No, the hell with that. Too many late nights, too much strong coffee. She pressed BLOCK, then DELETE. Nothing happened.
The bloody thing was just out of warranty, too.
With a sigh, she reached forward, pulled the disk out of the machine and switched off. The screen went blank . . .
For a moment, and then letters began to appear. They were persistent buggers, because she could still see them with her eyes closed.
DON'T WORRY ABOUT IT, YOU'LL HAVE FORGOTTEN ALL ABOUT IT IN TEN MINUTES OR SO. LOOK, SORRY ABOUT ALL THIS, YOU'LL NEED TO FIND YOURSELF A NEW HERO. PROBABLY JUST AS WELL. I WAS STARTING TO GET A BIT BLOODY PREDICTABLE.
SKINNER GOT BACK SAFELY, IN CASE YOU WERE WONDERING. UNDER THE NEW REGIME HE WRITES SOPPY STUFF ABOUT BETSY BUNNY AND SARAH SQUIRREL. HE'S BETTER AT THAT THAN COWBOYS, BUT EVEN SO I DON'T THINK HE NEEDS TO START MAKING ROOM ON HIS MANTELPIECE FOR THE PULITZER PRIZE JUST YET.
WHAT ELSE? OH YES, HAMLET'S COME TO A BAD END.THAT IS, HE'S SORT OF PERMANENTLY STUCK IN REALITY, EXCEPT THAT HE'S BECOME SOME KIND OF DISEMBODIED THINGY. ACTUALLY IT'S GOOD STEADY WORK, THERE'S ALWAYS A CALL FOR SPOOKS AND STUFF WITH A SPECIES AS DEPRESSINGLY SUPERSTITIOUS AS YOURS. MICKEY MOUSE IS HAMLET NOW. IN FACT THEY'RE RECASTING THE WHOLE BLOODY THING. I HEAR TOM AND JERRY HAVE GOT ROSENCRANTZ AND GUILDENSTERN AND
THE GHOST IS NOW MR MAGOO. PROBABLY BE AN IMPROVEMENT.

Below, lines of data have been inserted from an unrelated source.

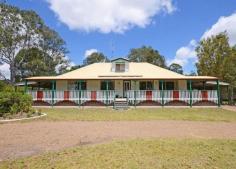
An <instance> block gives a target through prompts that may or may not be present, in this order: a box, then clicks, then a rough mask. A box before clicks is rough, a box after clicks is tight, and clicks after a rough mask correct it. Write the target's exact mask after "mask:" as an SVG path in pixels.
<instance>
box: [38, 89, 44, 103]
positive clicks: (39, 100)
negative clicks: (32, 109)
mask: <svg viewBox="0 0 236 169" xmlns="http://www.w3.org/2000/svg"><path fill="white" fill-rule="evenodd" d="M37 100H38V101H42V100H43V91H37Z"/></svg>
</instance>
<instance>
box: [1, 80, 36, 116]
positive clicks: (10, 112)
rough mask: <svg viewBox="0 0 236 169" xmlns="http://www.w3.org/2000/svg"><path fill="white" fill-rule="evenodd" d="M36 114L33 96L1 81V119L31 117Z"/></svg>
mask: <svg viewBox="0 0 236 169" xmlns="http://www.w3.org/2000/svg"><path fill="white" fill-rule="evenodd" d="M34 115H36V113H35V110H34V109H33V108H32V97H31V96H30V95H27V94H24V93H23V92H16V91H14V88H13V87H12V86H11V85H7V84H5V83H4V82H3V81H0V119H11V118H21V117H31V116H34Z"/></svg>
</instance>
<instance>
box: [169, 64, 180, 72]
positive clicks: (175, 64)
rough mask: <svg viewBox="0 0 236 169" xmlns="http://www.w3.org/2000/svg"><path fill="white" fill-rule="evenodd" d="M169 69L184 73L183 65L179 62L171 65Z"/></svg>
mask: <svg viewBox="0 0 236 169" xmlns="http://www.w3.org/2000/svg"><path fill="white" fill-rule="evenodd" d="M169 70H171V71H173V72H176V73H179V74H183V67H182V66H181V65H179V64H177V63H172V64H171V65H170V66H169Z"/></svg>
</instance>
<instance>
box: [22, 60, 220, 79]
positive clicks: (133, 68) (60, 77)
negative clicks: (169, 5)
mask: <svg viewBox="0 0 236 169" xmlns="http://www.w3.org/2000/svg"><path fill="white" fill-rule="evenodd" d="M111 65H112V63H94V64H91V65H88V66H85V67H82V68H79V69H76V70H74V71H71V72H68V73H65V74H62V75H58V76H39V77H29V78H26V79H27V80H80V79H81V80H107V79H112V80H115V79H117V80H118V79H121V80H122V79H130V80H142V79H143V80H144V79H160V80H168V79H171V80H217V78H216V77H212V76H185V75H181V74H178V73H175V72H173V71H170V70H167V69H164V68H161V67H158V66H156V65H153V64H150V63H146V62H145V63H144V62H143V63H134V62H130V63H129V69H128V71H126V72H112V71H111Z"/></svg>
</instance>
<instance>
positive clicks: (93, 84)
mask: <svg viewBox="0 0 236 169" xmlns="http://www.w3.org/2000/svg"><path fill="white" fill-rule="evenodd" d="M87 90H100V80H87Z"/></svg>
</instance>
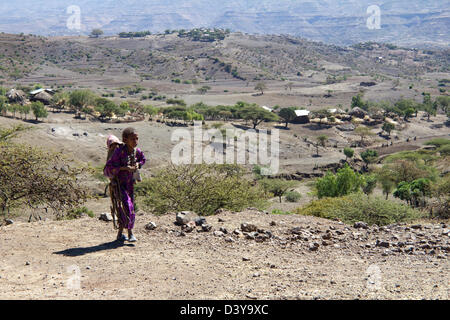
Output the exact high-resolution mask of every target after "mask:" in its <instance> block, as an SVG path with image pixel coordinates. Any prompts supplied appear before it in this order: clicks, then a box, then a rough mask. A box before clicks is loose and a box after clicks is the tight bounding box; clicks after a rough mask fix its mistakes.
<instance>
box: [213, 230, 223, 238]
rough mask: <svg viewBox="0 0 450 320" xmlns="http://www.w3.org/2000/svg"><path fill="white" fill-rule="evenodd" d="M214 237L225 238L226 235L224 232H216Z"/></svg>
mask: <svg viewBox="0 0 450 320" xmlns="http://www.w3.org/2000/svg"><path fill="white" fill-rule="evenodd" d="M213 235H214V236H215V237H223V236H224V235H225V234H224V233H223V232H222V231H218V230H216V231H214V233H213Z"/></svg>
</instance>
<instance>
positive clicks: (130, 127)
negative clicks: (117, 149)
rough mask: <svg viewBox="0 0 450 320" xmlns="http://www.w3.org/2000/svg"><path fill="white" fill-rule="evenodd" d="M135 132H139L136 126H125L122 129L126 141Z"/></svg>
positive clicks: (122, 132)
mask: <svg viewBox="0 0 450 320" xmlns="http://www.w3.org/2000/svg"><path fill="white" fill-rule="evenodd" d="M135 134H137V133H136V130H135V129H134V128H132V127H128V128H125V129H124V130H123V131H122V141H125V139H127V138H128V137H130V136H133V135H135Z"/></svg>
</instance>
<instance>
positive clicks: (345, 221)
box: [296, 193, 423, 226]
mask: <svg viewBox="0 0 450 320" xmlns="http://www.w3.org/2000/svg"><path fill="white" fill-rule="evenodd" d="M296 213H298V214H302V215H311V216H316V217H321V218H326V219H336V218H337V219H339V220H341V221H343V222H345V223H348V224H353V223H355V222H357V221H364V222H366V223H368V224H377V225H379V226H384V225H388V224H392V223H397V222H408V221H412V220H415V219H419V218H422V217H423V214H422V213H421V212H419V211H417V210H414V209H412V208H410V207H409V206H406V205H404V204H399V203H396V202H393V201H389V200H384V199H382V198H380V197H368V196H367V195H365V194H363V193H354V194H350V195H348V196H344V197H337V198H323V199H319V200H316V201H312V202H311V203H309V204H308V205H306V206H305V207H302V208H298V209H297V210H296Z"/></svg>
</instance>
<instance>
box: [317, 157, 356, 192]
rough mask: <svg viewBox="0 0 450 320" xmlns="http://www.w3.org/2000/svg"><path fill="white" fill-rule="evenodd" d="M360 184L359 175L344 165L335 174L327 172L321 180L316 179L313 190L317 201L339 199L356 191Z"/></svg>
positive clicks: (346, 166)
mask: <svg viewBox="0 0 450 320" xmlns="http://www.w3.org/2000/svg"><path fill="white" fill-rule="evenodd" d="M362 183H363V179H362V178H361V175H360V174H358V173H357V172H355V171H353V169H352V168H350V167H349V166H348V164H346V165H345V167H344V168H341V169H339V170H338V171H337V173H336V174H333V173H331V172H328V173H327V174H326V175H325V176H324V177H323V178H319V179H317V180H316V186H315V188H316V190H317V196H318V198H319V199H321V198H323V197H341V196H345V195H348V194H350V193H352V192H356V191H358V190H359V189H360V186H361V185H362Z"/></svg>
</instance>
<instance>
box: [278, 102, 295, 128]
mask: <svg viewBox="0 0 450 320" xmlns="http://www.w3.org/2000/svg"><path fill="white" fill-rule="evenodd" d="M278 115H279V116H280V117H281V118H282V119H283V120H284V122H285V123H286V128H287V127H288V123H289V122H291V121H292V120H294V119H295V117H296V116H297V115H296V114H295V108H294V107H289V108H283V109H281V110H280V112H279V113H278Z"/></svg>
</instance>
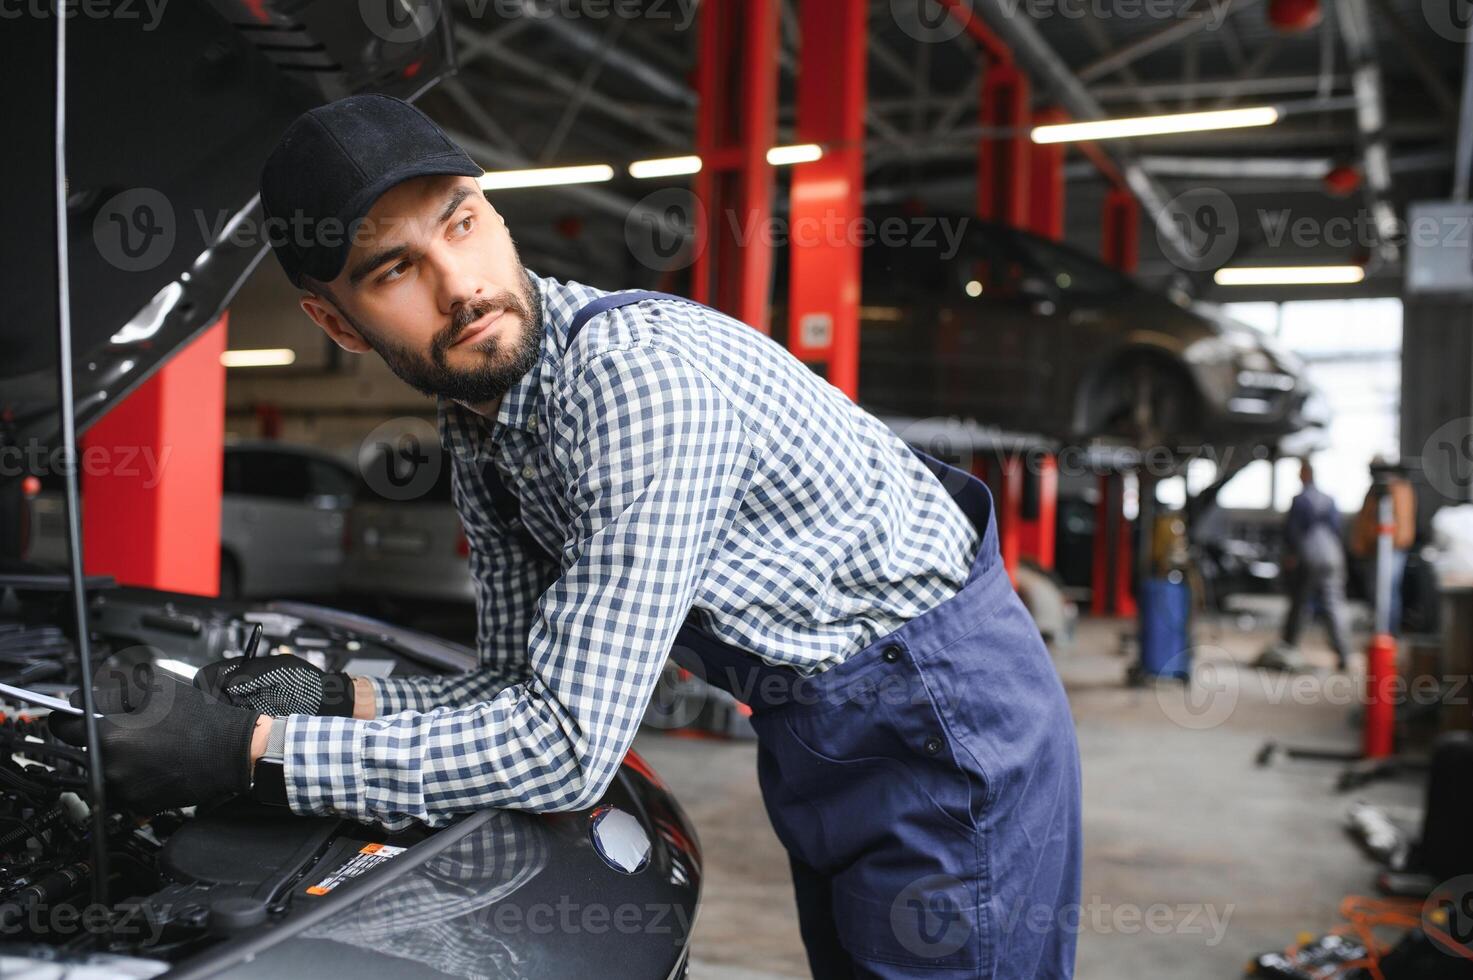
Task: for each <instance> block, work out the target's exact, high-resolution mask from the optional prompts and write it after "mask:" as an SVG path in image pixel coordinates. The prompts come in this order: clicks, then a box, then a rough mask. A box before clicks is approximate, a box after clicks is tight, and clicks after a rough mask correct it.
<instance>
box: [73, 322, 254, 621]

HEY JANE, IT WAS GREAT FUN BUT LET'S NOT DO IT AGAIN, OKAY?
CHEERIO FOR NOW.
The screen went blank.
Jane began to snore.
 
Regalian woke up.
It was cold, and dark. The only light was the afterglow of the green sky. He was alone.
‘I see,' he said aloud. ‘Right, fair enough. I didn't expect gratitude anyway, so I'm not disappointed. A souvenir would have been nice, a printed T-shirt or something, but what the hell.'
His voice sounded strangely hollow, almost artificial, or at least a long way off. There was sand under his feet. He checked to make sure he was wearing suitable shoes. He was. Good.
He tried to remember, but the last thing that he could bring to mind was Claudia's face, a Ralph Steadman caricature of rage and hatred, yelling, ‘You bastard, you'll never work in this business again!' Well, fine. Nobody loves a smartarse, and you're only as good as your last job.Who needs a hero who forgets to reload his gun before the final shoot-out?